Department of Medicine-Hematology, Stanford University, Stanford, California 94305, USA.
Cold Spring Harb Mol Case Stud. 2020 Apr 1;6(2). doi: 10.1101/mcs.a004838. Print 2020 Apr.
8p11 myeloproliferative syndrome (EMS) represents a unique World Health Organization (WHO)-classified hematologic malignancy defined by translocations of the FGFR1 receptor. The syndrome is a myeloproliferative neoplasm characterized by eosinophilia and lymphadenopathy, with risk of progression to either acute myeloid leukemia (AML) or T- or B-lymphoblastic lymphoma/leukemia. Within the EMS subtype, translocations between () and () have been shown to produce a dominant fusion protein that is notoriously resistant to tyrosine kinase inhibitors (TKIs). Here, we report two cases of EMS identified via RNA sequencing (RNA-seq) and confirmed by fluorescence in situ hybridization (FISH). Sanger sequencing revealed that both cases harbored the exact same breakpoint. In the first case, the patient presented with AML-like disease, and in the second, the patient progressed to B-cell acute lymphoblastic leukemia (B-ALL). Additionally, we observed that that primary leukemia cells from Case 1 demonstrated sensitivity to the tyrosine kinase inhibitors ponatinib and dovitinib that can target FGFR1 kinase activity, whereas primary cells from Case 2 were resistant to both drugs. Taken together, these results suggest that some but not all BCR-FGFR1 fusion positive leukemias may respond to TKIs that target FGFR1 kinase activity.
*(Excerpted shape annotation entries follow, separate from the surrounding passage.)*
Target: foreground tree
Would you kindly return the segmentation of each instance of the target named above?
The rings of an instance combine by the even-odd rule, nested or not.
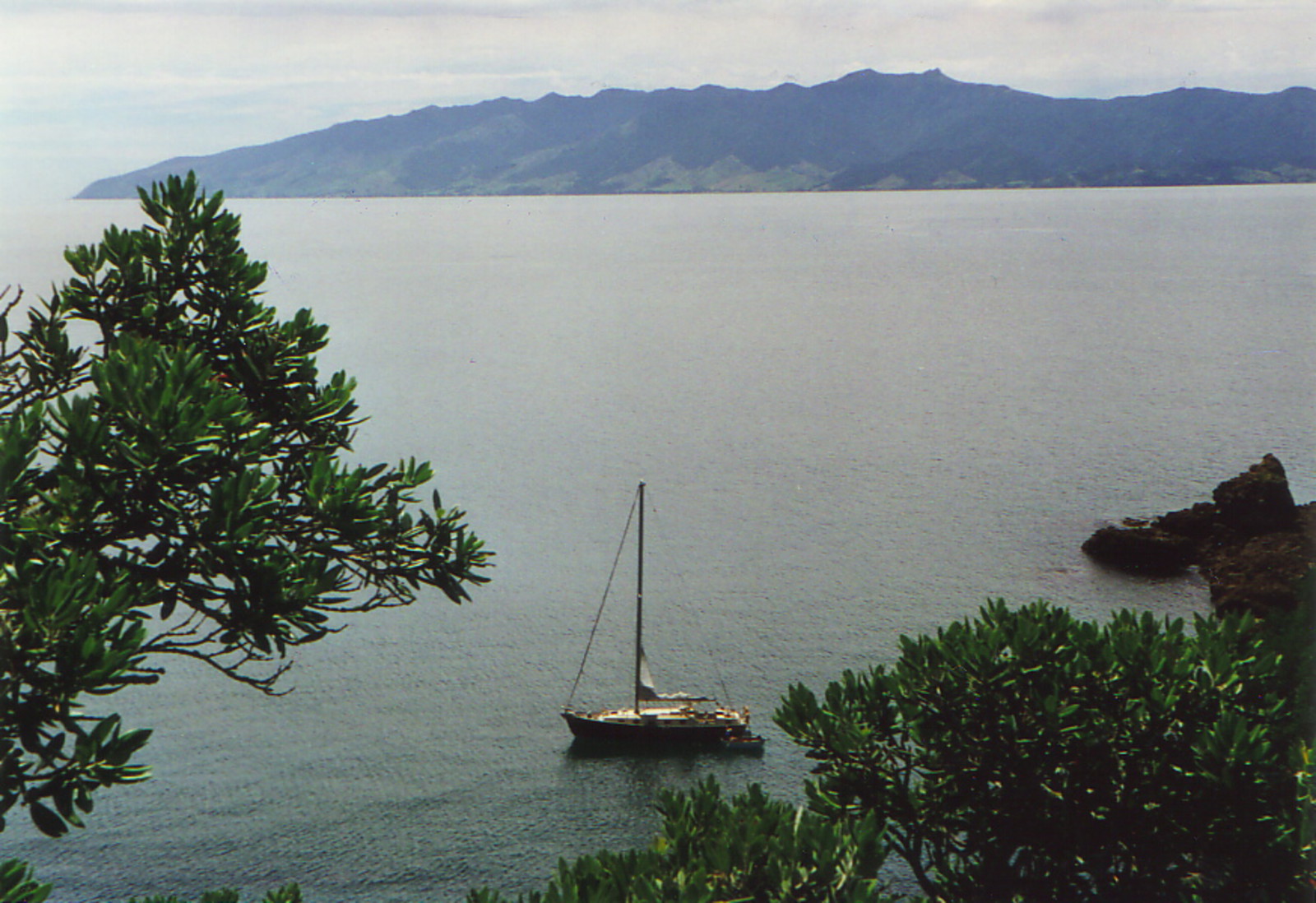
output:
[[[562,862],[545,892],[521,903],[891,903],[876,879],[882,832],[863,816],[829,821],[769,799],[757,786],[730,800],[708,778],[658,800],[662,835],[649,849]],[[467,903],[507,903],[490,890]]]
[[[170,178],[141,201],[149,225],[66,251],[26,330],[18,297],[0,317],[0,828],[17,806],[61,835],[145,777],[149,732],[87,696],[167,656],[276,692],[342,613],[487,579],[465,515],[420,504],[428,465],[347,462],[354,382],[320,380],[309,312],[259,300],[222,195]]]
[[[776,720],[816,810],[882,819],[934,899],[1304,900],[1311,638],[1283,627],[995,602]]]

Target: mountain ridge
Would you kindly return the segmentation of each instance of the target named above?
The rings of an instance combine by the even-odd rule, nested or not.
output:
[[[941,70],[812,87],[547,93],[338,122],[91,183],[195,170],[230,197],[1316,182],[1316,91],[1054,99]]]

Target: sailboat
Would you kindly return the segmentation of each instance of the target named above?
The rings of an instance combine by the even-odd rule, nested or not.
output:
[[[645,484],[637,490],[640,511],[636,561],[636,669],[632,706],[587,712],[571,707],[562,717],[578,740],[603,740],[637,746],[721,745],[725,749],[762,749],[763,738],[750,733],[749,710],[730,708],[712,696],[659,692],[645,657]],[[607,599],[607,594],[604,595]],[[600,608],[601,613],[601,608]],[[592,640],[592,634],[591,634]],[[586,648],[586,657],[590,650]],[[580,662],[584,670],[584,661]],[[576,674],[576,683],[580,675]],[[572,696],[575,688],[572,687]]]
8p11 骨髓增殖性综合征(EMS)代表了一种独特的世界卫生组织(WHO)分类的血液恶性肿瘤,由 FGFR1 受体易位定义。该综合征是一种骨髓增殖性肿瘤,其特征为嗜酸性粒细胞增多和淋巴结病,有进展为急性髓系白血病(AML)或 T 或 B-淋巴母细胞淋巴瘤/白血病的风险。在 EMS 亚型中,已经证明 ()和 ()之间的易位会产生一种显性融合蛋白,该蛋白对酪氨酸激酶抑制剂(TKI)具有明显的耐药性。在这里,我们通过 RNA 测序(RNA-seq)报告了两例 EMS 病例,并通过荧光原位杂交(FISH)确认。Sanger 测序显示,这两种情况均具有相同的断裂点。在第一个病例中,患者表现为 AML 样疾病,而在第二个病例中,患者进展为 B 细胞急性淋巴细胞白血病(B-ALL)。此外,我们观察到来自病例 1 的原始白血病细胞对可靶向 FGFR1 激酶活性的酪氨酸激酶抑制剂帕纳替尼和多韦替尼表现出敏感性,而来自病例 2 的原始细胞对这两种药物均耐药。总之,这些结果表明,并非所有 BCR-FGFR1 融合阳性白血病都可能对靶向 FGFR1 激酶活性的 TKI 有反应。